No! I would not be able to focus. The main thing that was important to me was that each episode tell a solid story. If there's a solid story you're telling then, you can let the actors go off in whatever direction they want as long as you remember, in this scene, you want him to do this.
Most of the shows I've worked on, including Conchords had improv. In Conchords, we would labor over the scripts, me and Jemaine particularly, and he would go over it down to the semicolon. They'd get on set and they would do something much funnier with maybe two of the lines that we'd written. So, we keep it loose. Also, it’s fun to not think about it while you're shooting as long as you're getting the story parts that you need, and then you get in the editing room and you see which was actually funnier. I'm 53 now so I don't remember anything. I don't remember if I wrote the line, or if the actor wrote the line, and I can look at it all fresh. Every day is a new day.
Let’s talk about Nadja basically raising a new vampire played by Beanie Feldstein. We don’t get that dynamic often in vampire stories.

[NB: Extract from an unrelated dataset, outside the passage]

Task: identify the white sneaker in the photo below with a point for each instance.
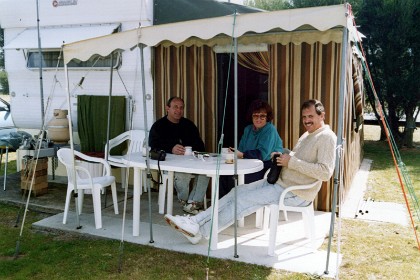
(183, 224)
(194, 240)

No, it's one of the most fun and odd things in the season, this relationship, because it keeps shifting. Sometimes, Nadja feels motherly, sometimes it’s girlfriend-ish. It builds to a great episode that's in the second half of the season where Beanie has sort of completed a transformation, and she's done everything except feed on human blood and she is too self-conscious and doesn't know how to do it. Nadja is basically teaching her how to be a full vampire. I don't want to make it sound heavy because it's all silly-stupid, but there are metaphors about becoming a woman.
What about guest stars? Are you pulling from your circle of Kiwi comedians?
There's a little Conchords overlap but in a very subtle way that only Conchords super fans will know. Jemaine did feel like he wanted to make sure that we weren’t trying to rip the movie off too much. Which is ironic, considering that he made the movie, but for people who love the characters in the movie, there's some special appearances that they'll be very excited about.
What We Do in the Shadows premieres on FX on March 27.